My initial research into studies involving Shakespeare and machine learning didn’t turn up a ton of results, but luckily all the results I did find provided useful frameworks for how to think about my problem. In my last blog post I was saying how it would be great if there were already existing studies looking into the Bacon hypothesis. I did not turn up any results. This is not surprising. The Bacon hypothesis was quite popular in the 19th century, however it has since lost steam, and almost no Shakespearean scholars subscribe to it. There is a similar, and more recent hypothesis speculating that the author of Shakespeare’s plays is Edward de Vere. This hypothesis has not had the same popular success as the Bacon hypothesis once had, which is not surprising since I can’t imagine most people have even heard of Edward de Vere. I certainly hadn’t until I came across the theory. At any rate, I was unable to find any prior research into this inquiry, bad news for making this experiment easier to conduct, good news for people that would prefer people generally not be persuaded by theories that don’t stand up to the scrutiny of Occam’s Razor.

The first piece of research I came across was not machine learning related, but extremely relevant to the project: a blog post about text mining the complete works of Shakespeare. If we want to avoid the problem of garbage in, garbage out, we need to clean up the text to make sure it only contains characters that are relevant data points. This post gives a good idea of how to do that.

The next piece of research I came across was extremely interesting. An article summarizing the research described an analysis of functional words like “and”, “or”, “the”, “to”, etc. to form a word adjacency network that creates an author’s fingerprint. The theory here is that by analyzing words that everyone has to use to construct sentences, looking at the differences in how different authors deploy these words generates a more “objective measure of ‘style’”. Their findings suggest that Christopher Marlowe may have written certain parts of Henry VI. Unfortunately I’ve only been able to find an article summarizing the research, I haven’t yet found the research itself, but this is definitely something I’ll be looking into.

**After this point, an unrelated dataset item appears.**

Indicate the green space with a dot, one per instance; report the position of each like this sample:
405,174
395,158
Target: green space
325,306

The other piece of research I came across is a university paper that used machine learning to guess the gender of Shakespeare’s characters with “reasonably good classification accuracy”. There are some assumptions baked into this study that I find questionable, but I’m not here to conduct a gender analysis of speech patterns, so this is less important to me. Of greater value is the author’s clarity in laying out how the experiment is conducted, and the analysis of the different types of algorithms used to tackle the problem, a naive Bayes model and support vector machine model. A universal truth is different algorithms do a better job at solving different types of problems. My initial experiment will initially use a k nearest neighbor cluster algorithm to analyze different sets of textual data. I decided I wanted to start with this algorithm just because it is relatively straightforward to implement. As I get a better sense of the data I am working with I will start to consider what other algorithms I can use to better analyze the problem.